En mars 2018, quelques-unes des familles d’agriculteurs d’Harirampura sont venues à New Delhi pour recevoir le darshan (bénédiction sous forme d’étreinte) d’Amma pendant son programme dans cette ville. Comme leur récolte de moutarde biologique était en cours, ils en ont apporté à Amma. En voyant leurs efforts pour cultiver sans produits chimiques, les gens ont souhaité montrer leur soutien.
« J’ai décidé d’acheter du blé à ces agriculteurs et de le stocker pour pouvoir en consommer toute l’année, » a confié Poonam, qui vit à Gurgaon près de New Delhi. « Même si cela implique que je doive apporter le blé au moulin toutes les 2 ou 3 semaines afin d’obtenir de la farine, j’ai la satisfaction de savoir que ma famille consomme de la nourriture saine. De plus, nous soutenons directement les agriculteurs d’Amma. »
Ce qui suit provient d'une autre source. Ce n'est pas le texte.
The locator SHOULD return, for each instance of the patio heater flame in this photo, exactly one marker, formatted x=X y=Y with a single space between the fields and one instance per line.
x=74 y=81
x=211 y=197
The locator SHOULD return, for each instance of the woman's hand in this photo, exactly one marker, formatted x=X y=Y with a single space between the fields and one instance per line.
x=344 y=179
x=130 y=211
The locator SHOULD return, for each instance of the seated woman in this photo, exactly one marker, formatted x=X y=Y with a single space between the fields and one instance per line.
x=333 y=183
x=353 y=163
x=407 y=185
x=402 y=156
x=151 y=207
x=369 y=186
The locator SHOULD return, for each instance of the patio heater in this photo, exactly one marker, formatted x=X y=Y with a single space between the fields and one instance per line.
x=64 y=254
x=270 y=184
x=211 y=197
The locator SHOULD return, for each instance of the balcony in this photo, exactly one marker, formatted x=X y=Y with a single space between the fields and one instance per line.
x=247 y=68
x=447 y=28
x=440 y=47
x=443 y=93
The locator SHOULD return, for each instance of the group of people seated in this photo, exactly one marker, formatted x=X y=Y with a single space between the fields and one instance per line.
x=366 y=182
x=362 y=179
En avril, 2 tonnes de blé et de farine de blé biologiques de Harirampura ont été apportés à l’ashram d’Amma à Delhi pour faire de la vente directe. Ce genre de marchés fermiers se développe dans de nombreuses villes indiennes ; les consommateurs urbains souhaitent en effet s’assurer de la qualité de ce qu’ils consomment tout en soutenant les agriculteurs qui la produisent.
À l’époque où Rajesh utilisait encore de l’urée (engrais chimique), il récoltait 2,8 tonnes de blé à l’hectare. À présent, il n’en récolte que 1,6 tonne mais il est motivé pour apprendre à enrichir sa terre en utilisant des purins de compost, voire du vermicompost, afin d’en améliorer les rendements. Même si les rendements sont initialement plus bas en agriculture biologique, les dépenses le sont également puisqu’il n’y a pas de produits chimiques à acheter.
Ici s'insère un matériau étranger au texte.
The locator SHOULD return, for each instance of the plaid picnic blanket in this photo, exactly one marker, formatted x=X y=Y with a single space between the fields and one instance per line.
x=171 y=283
De plus, cette année, grâce à la vente directe, l’association des agriculteurs a pu vendre le kilo à 0,38€ au lieu des 0,31€ habituels. Habituellement, les petits producteurs vendent leur récolte à un intermédiaire qui la distribue ensuite à plus grande échelle.
« Grand-père nous dit souvent que nous devrions cesser d’utiliser des produits chimiques et revenir à un mode de culture biologique, » explique Rajesh. « Mais notre village est pauvre et il faut bien que les gens gagnent leur vie d’une façon ou d’une autre. »
Les habitants de Harirampura appartiennent à la caste tribale des Meena. Rajesh vit avec son père, sa mère, son grand-père, sa femme et leurs 3 enfants. Ces derniers vont tous à l’école dans la ville voisine de Gangapur. Les frais de scolarité s’élèvent à 90€ par mois. En moyenne ses récoltes lui rapportent seulement 127€ par mois, avec lesquels il doit subvenir aux besoins de sa nombreuse famille.
Alors, pour le moment, l’association des agriculteurs de Rajesh a décidé de partager leurs cultures entre le bio et le conventionnel. Impossible pour le moment de s’engager dans du 100 % bio car la transition pour s’éloigner du modèle qu’ils connaissent va prendre du temps. Mais elle est en marche. De nombreux scientifiques affirment que ce sont les petits producteurs des pays en voie de développement qui se convertissent à l’agriculture biologique, qui joueront un rôle majeur dans le futur, dans le domaine de notre sécurité alimentaire.